Shouyou wants to unravel Tobio, but not across continents.

He’s so homesick, it’s painful. 

PERSEPHONE

Miwa loves Tobio because-- no, wait, she doesn’t need a reason. Miwa loves Tobio because he’s Tobio, and he was made to be loved. 

CASSANDRA AND HELENUS

Miwa is fifteen and her baby brother is very earnest and very excitable and he loves nothing more than his family and volleyball and the snacks Miwa gets for him on their way home from school everyday. She can’t help but love him, even if she just wishes it didn’t have to only be her and Kazuyo-san who gave him love.

Tonight her parents are going to some kind of party, dragging along with them The Ever Elusive Kageyama Siblings, a term so rarely used for the two of them it feels foreign and invasive, a term she doesn’t like at all. In the future, Miwa will wish for the simplicity of being on the same level as her brother, two children shuffled off as the picture of a warm family. At least when they weren’t treated like people it was for the same reasons, she will think, and she will feel guilty though she doesn’t quite understand why.

“Tobio,” she says, wracking her brain for a question that might stave off his tears, “What hurts?”

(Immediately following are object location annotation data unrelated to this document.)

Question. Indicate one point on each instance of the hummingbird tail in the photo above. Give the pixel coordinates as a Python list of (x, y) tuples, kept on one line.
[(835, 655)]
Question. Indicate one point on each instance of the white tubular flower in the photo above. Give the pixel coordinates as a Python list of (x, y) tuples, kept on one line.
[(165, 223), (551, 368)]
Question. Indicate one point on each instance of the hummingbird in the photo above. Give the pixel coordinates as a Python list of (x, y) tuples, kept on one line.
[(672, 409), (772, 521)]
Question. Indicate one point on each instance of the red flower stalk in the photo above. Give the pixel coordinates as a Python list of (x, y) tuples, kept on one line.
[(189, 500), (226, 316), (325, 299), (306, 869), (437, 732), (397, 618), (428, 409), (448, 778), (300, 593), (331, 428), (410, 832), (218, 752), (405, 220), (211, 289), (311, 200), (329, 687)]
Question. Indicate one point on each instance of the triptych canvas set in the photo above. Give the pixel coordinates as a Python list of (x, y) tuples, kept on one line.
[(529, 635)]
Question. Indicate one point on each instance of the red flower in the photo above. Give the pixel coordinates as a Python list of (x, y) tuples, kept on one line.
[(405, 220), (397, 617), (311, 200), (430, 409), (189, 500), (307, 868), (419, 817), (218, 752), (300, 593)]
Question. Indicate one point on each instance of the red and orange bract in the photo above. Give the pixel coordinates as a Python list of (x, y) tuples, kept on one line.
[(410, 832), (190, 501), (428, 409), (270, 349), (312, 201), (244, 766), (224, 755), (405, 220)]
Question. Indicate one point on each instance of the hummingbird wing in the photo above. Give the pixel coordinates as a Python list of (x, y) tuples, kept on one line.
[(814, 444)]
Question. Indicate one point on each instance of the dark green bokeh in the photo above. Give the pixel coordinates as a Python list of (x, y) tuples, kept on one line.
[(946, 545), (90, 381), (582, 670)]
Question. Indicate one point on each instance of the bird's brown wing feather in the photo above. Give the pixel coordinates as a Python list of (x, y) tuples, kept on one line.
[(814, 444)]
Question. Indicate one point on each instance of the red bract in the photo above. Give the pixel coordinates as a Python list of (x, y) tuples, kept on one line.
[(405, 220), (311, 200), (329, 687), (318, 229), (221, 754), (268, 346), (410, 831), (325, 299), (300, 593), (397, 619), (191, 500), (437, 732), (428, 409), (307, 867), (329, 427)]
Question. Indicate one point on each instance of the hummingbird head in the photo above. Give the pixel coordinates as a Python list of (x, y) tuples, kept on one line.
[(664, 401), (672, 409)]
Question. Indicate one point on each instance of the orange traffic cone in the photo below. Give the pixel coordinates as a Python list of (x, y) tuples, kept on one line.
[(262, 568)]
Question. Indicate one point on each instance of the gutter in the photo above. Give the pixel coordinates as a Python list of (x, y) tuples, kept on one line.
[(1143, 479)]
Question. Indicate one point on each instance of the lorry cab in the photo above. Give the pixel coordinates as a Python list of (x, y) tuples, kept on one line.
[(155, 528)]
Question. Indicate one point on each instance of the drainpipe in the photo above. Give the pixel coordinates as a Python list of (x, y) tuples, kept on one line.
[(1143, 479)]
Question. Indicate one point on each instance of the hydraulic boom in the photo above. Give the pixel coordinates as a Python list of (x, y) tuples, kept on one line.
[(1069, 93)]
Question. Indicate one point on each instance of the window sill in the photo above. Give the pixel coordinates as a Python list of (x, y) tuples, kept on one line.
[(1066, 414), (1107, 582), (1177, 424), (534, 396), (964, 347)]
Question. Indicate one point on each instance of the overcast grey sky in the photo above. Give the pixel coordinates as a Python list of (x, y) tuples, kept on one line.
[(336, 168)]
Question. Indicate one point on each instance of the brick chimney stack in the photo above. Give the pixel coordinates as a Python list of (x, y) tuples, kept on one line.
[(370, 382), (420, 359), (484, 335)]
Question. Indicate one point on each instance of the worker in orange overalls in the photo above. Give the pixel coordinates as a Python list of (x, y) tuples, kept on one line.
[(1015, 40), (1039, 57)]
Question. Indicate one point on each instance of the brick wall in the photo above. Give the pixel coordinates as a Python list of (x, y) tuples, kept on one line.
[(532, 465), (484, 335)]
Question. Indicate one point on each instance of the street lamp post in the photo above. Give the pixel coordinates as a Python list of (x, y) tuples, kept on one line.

Tobio latches onto her with a fat little hand, grasping tight her long, manicured fingers. “Itches,” he mumbles, and Miwa sighs. That makes sense.

Her party dress itches just as bad as Tobio’s sweater does, but she doesn’t complain. If he starts crying (which he might, and Miwa doesn’t quite know what she’ll do if he does. She has the inkling that The Calm Down Techniques her and Kazuyo-san have worked on with Tobio probably won’t slide so easily.) and Miwa even brings up that hey, I Also Don’t Like This, well. Monkey see, monkey do, as her parents would say, and then they’d blame it on her as if they’re conjoined twins instead of two kids.

Her parents are well-meaning and that’s not a compliment because she has no interest in people that can only be parents a quarter of the time, or when they’re bothered to be, and then expect their children to still obey them. She hates her parents a little because they always come home shocked to see that The Kageyama Siblings have changed, as if they hadn’t deliberately had their backs turned during metamorphosis. She hates her parents a lot because they’re not even good when they’re around.

And so she takes Tobio to his room and gets him a little tee shirt to wear under the sweater, and it’s all fine and she blows bubbles on his little tummy even though they’re all in agreement he’s Too Old For That Stuff Now, but she’s barely a sister so she might as well get what she can, even if that means little Tobio stays a baby in her head longer than he should. In the future, Miwa will forgive herself for this, and for not staying longer than she should have. A give and take, she thinks.

And her party dress stays itchy, but what can you do?

ICARUS, REDUX

Miwa loves Tobio, but she barely knows him. Or at least she knows an endpoint of Tobio, where she should’ve known an eternity after it. But that’s what happens, she thinks, when parents aren’t parents and siblings have to be better and grandfathers die and little baby brothers are left all alone in the big old house at the end of the street. Our Tobio grows up and away and sprouts wings and flies away from her, but Miwa flew away first, so it’s okay. No harsh feelings, since Miwa watches as many of his games as she can and brags about him to her customers and Tobio doesn’t know that, of course, doesn’t know that he’s always got someone in his corner because she never really told him once she sprouted wings and flew up and up and up into the sun, but still, it has to count for something, right, the fact that she’s watching, that she’s there even if she’s not?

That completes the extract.